Where does that leave us? The government spouts nonsense, social media amplifies and monetizes lies, and our news institutions continue to elevate the half-baked think pieces by talking heads. Now, more than ever, we need the free press to supplement the institutions that have already failed us. The tech industry and the government have washed their hands of social responsibility, putting us under more pressure to consider what takes up space in our news.
So I agree, it’s time for the coddling to stop. If there’s a lesson to be learned here it’s that we should stop coddling pundits with no expertise who string words together for profit.
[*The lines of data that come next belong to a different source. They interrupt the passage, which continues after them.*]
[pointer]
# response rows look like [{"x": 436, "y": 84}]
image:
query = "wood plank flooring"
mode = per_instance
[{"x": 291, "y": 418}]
We should stop using broken algorithms that optimize profit over facts. We should stop tolerating the “very serious” stuffed shirts on broadcast TV who incite outrage instead of inform, the” thought leaders” hocking merchandise on their podcast, and the failed comedians with verbal diarrhea. It’s time to check credentials, to elevate the experts and the scientists, and it’s time to listen to them directly.
The conservative point of view has been hijacked by so many clowns, charlatans, scam artists, and white supremacists that it’s easy to overlook bad actors at the institutions we still respect. The greedy social media networks push so much propaganda and disinformation into our feeds that it’s exhausting to remain critical of news outlets that we trust. But this is not the time to relax our expectations. It’s time to reexamine who gets a platform. If the age of coddling is over we should prosecute Fox news employees for public harm in spreading disinformation about Covid19. We should fine and break up the social media networks for their inability to monitor their content while cannibalizing real journalism. We should stop pretending there’s two sides to scientific consensus so we can prioritize information that saves lives instead of platforming worthless punditry. If the age of coddling is over we should fire David Brooks.